11.1.1 Layer Stack

Figure 36. Recommended 4- or 6- Layer (0.062") Stack for a Receiver PCB Design

Routing the high-speed differential signal traces on the top layer avoids the use of vias (and the introduction of their inductances) and allows for clean interconnects from the DisplayPort connectors to the repeater inputs and from the repeater output to the subsequent receiver circuit.

Placing a solid ground plane next to the high-speed signal layer establishes controlled impedance for transmission line interconnects and provides an excellent low-inductance path for the return current flow.

Placing the power plane next to the ground plane creates additional high-frequency bypass capacitance.

Routing the fast-edged control signals on the bottom layer by prevents them from cross-talking into the high-speed signal traces and minimizes EMI.
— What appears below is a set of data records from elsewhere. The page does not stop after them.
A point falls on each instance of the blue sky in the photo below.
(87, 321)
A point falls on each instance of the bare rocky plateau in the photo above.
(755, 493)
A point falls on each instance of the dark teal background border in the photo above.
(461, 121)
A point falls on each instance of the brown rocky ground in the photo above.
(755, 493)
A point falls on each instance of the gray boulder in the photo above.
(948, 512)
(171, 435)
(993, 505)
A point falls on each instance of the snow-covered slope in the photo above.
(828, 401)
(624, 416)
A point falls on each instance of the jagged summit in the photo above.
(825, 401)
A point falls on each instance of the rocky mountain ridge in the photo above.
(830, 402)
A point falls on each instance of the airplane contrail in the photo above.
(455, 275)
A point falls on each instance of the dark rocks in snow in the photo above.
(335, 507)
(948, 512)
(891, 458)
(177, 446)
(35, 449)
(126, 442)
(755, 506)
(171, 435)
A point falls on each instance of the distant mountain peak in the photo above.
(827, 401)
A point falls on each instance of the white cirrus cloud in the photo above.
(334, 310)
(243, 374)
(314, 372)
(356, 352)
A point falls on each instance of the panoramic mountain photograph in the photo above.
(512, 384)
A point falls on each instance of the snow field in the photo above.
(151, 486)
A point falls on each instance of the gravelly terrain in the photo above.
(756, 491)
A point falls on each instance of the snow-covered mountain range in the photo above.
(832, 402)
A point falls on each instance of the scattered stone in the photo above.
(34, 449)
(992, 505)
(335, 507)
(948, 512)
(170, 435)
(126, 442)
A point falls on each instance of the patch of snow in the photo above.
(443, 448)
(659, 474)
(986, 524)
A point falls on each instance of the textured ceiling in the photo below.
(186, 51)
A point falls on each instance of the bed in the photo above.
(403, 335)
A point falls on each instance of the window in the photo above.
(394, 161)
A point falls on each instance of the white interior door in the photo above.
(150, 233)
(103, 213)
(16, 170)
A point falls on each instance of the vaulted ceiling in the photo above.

If the receiver requires a supply voltage different from the one of the repeater, add a second power/ground plane system to the stack to keep it symmetrical. This makes the stack mechanically stable and prevents it from warping. Also, the power and ground plane of each power system can be placed closer together, thus increasing the high-frequency bypass capacitance significantly. Finally, a second power/ground system provides added isolation between the signal layers.

11.1.2 Power Plane Do's and Don'ts for Four-Layer Boards

Rreducing noise in four-layer board configurations is of paramount concern. The following guidelines should maintain the advantages gained in the four-layer board layout.

• Pay utmost attention to how the holes and cutouts in the planes are done. They break up the plane and, therefore, cause increased loop areas (see A and B in Figure 37).
• Avoid buried traces in the ground plane. If you have to use them, put them in the +V plane.
• When making through holes for 100-mil-center-spacing leads in the plane, place a small trace between each pin. Breaking up the plane with a row of holes is much better than having a long slot (see C and D in Figure 37).
• When splitting up the ground plane to make a digital and power ground for example, make sure that the signals connected to the microcomputer are still located entirely over the digital ground. Extending signal traces beyond the power ground is detrimental because the power ground does not work to reduce the loop area for digital noise signals.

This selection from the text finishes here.